Under the new rules, an IRA owner could purchase a deferred annuity (meaning the annuity begins paying the holder at some deferred date, such as age 80) and eliminate the value of the funds used to purchase the annuity when calculating Required Minimum Distributions from the account.
An example of this in action would be for an individual who has an IRA with a balance of $500,000 and who is approaching age 70½, when Required Minimum Distributions will be required. This individual could set aside $125,000 in an annuity that begins payout at his age 80 for a guaranteed 10-year payout period. This would provide a fixed payout of approximately $18,000 to the individual in ten years. (Note: This payout amount is not much more than a wild guess. I don’t deal in annuities regularly so I can’t vouch for the efficacy of this estimate.)
By doing this, he could reduce his Required Minimum Distributions by 25% during the coming ten years, and then have the fixed payment in addition to his RMDs at age 80.
One of the primary downsides to annuity ownership is the internal cost of the policy – typically 2-3% annually before any underlying fund costs. For this cost, the insurance company agrees to pay the annuitant a particular sum of money for the annuitant’s life, guaranteed. In addition, an annuity typically ties up your money or at best penalizes you heavily in the first years of the policy with significant surrender expenses (often 8% or higher, reducing as years pass). Some additional policy riders can provide death benefits, guaranteed payout periods (providing a payout no matter how long the annuitant lives) and other features which may make it more suited to your needs. It’s up to you whether or not the benefit is worth the extra cost and potential penalties.
There are annuity providers who charge much lower annual fees for annuities. If you’re interested in this kind of income guarantee, you would do well to seek out a lower-cost option in order to keep the drag on your overall portfolio to a minimum. In addition, you might look at fixed annuities rather than variable annuities, utilizing the fixed payout nature of these policies as a proxy for a portion of your bond portfolio. Fixed annuities are typically lower cost than the equity-based annuities, and the deferred annuity payments are typically guaranteed amounts.
I’m not ready to start recommending annuities to clients on a regular basis, don’t get me wrong.
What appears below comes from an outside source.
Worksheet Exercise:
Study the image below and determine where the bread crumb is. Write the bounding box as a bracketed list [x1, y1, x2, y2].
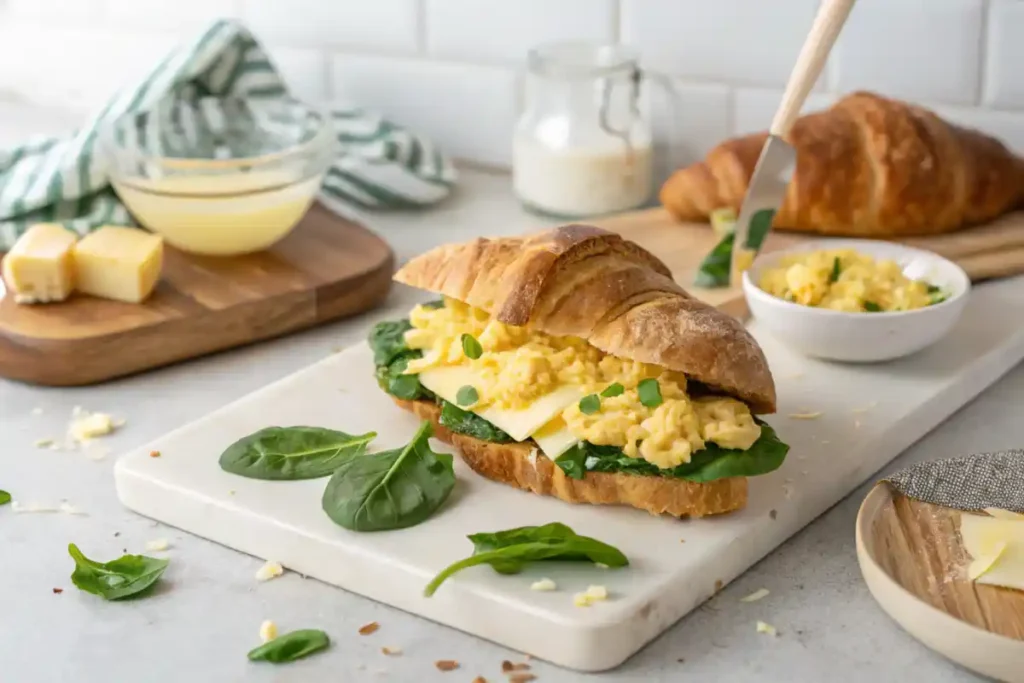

Annuities have always been a tool available for guaranteeing an income stream of some variety, but any recommendation would generally be based upon the retiree’s circumstances being such that the resources available are not enough to support the future income needs, where there is an extreme concern over the potential of running out of money during one’s lifetime. This change to the rules of annuities in IRAs may help to ease the stresses on your portfolio.